Thursday, October 30, 2008

McCain is their worst nightmare

A great deal can be gained by looking back to what various commentators were saying then, and compare just how accurate there projections were, in late of what has become known, as fact replaces fancy. The great Molly Ivins had such keen insights into Texas politics and politicians (and a host of other issues). Here's some things she wrote in late February, 2000.


What a slugfest that was in South Carolina -- the best East Texas campaign I've seen in years. Open thuggery! John McCain accused Bush of being like Bill Clinton (horror of horrors), while Bush's supporters were accusing McCain of being gay, a womanizer, having a Jewish campaign chairman, a black daughter and a drug-addict wife. Boy, that was some goin' there. The Bushies must be proud of that one.

The great mystery at this point is why so many Republicans are still voting for Bush on the theory that he's their strongest candidate. One can see why the big-money Republicans are still for him -- McCain actually threatens to do something about big money in politics. But what about the rest of the R's?

The D's have had this figured out for weeks. McCain is their worst nightmare -- there goes every independent vote in the country. Unless the R's decide to vote for Al Gore, McCain is your heavy favorite.

Bush is so certain that McCain is the stronger candidate, he's busy turning himself into McCain. The last few weeks have been the ultimate morph ad, as Dubya started adopting all McCain's themes and tactics. "The real reformer," "a reformer with results" and (most priceless of all) "in favor of campaign finance reform."

What a wheeze. Bush is the most status quo, establishment candidate imaginable. But South Carolina certainly proves that some people will believe anything.


Was Molly right? Was McCain the democrat's worst nightmare? That was before the nightmare of Florida, 2000.

Was Bush the most establishment candidate? Oh, ABSOLUTELY. Follow the money. But what might McCain have done differently is he had been in office on 11 September, 2001?

Not worth while to play that what if game.

Well, political campaign coverage - the ultimate in "that silly season" so much like so-called "reality TV." So contrived, so scripted, such tired worn out narrative - boiling down to nothing more than winners and loser.

How about some more subtance from that same Molly Ivins column.

The trouble with this presidential campaign is what is not being talked about by the pols or the media. Just for example: "Black Hawk Down: A Story of Modern War" (Atlantic Monthly Press) by Mark Bowden is the most gripping true story I've read in years.

...
In all that sad, tangled history of good intentions gone awry, of our utter failure to understand the culture and the politics of the place, are some deep, gonging warning bells about the American military. As Bowden keeps reminding us, "the greatest military power on earth" was simply overwhelmed by huge mobs of furious Third World people armed with nothing more than rifles and old Soviet rocket-propelled grenades.

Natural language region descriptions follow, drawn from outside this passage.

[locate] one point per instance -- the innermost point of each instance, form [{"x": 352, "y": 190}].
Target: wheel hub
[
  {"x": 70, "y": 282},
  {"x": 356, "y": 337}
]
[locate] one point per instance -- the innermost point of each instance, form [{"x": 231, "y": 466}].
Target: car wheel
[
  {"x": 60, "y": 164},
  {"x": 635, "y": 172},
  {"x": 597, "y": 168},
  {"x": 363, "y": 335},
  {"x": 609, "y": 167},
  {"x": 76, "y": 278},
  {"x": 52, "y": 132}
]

Wave after wave after wave of them. And all our vaunted high-tech, super-duper, zillion-dollar weapons couldn't stand up to the RPGs.

Now the question arises: Do we keep doing the same thing we already know doesn't work? Do we keep letting the defense industry convince us to pay for ever-higher-tech weapons (on which they make huge profits) that are of no use in Third World situations where we are trying to keep peace or deliver help?

We have no enemies with remotely equivalent high-tech weaponry to fight. All we have is pitiable places like Congo, now in hideous strife, with cries for help mounting.



So, it's still the military-industrial-congressional-infortainment-prison complex calling the shots. And they (and their surrogates MSM voices) will SCREAM like harpies should their funding be threatened.

No question about it. We continue to wage an arms race against ourselves. Guns or butter? And this choice becomes very real. The guns are not about to give up.

But what's the point in having the world's most technologically advanced military weapons systems if you're not going to USE them once in a while? For to fail to wage war with such expensive weaponry would be ultimately to call the price being paid to produce it into serious question.

As Jeff Huber has so eloquently said - "We already won World War II and the Cold War, and we already lost Vietnam. We don't need to do those things again.

"It's time to move on to new business."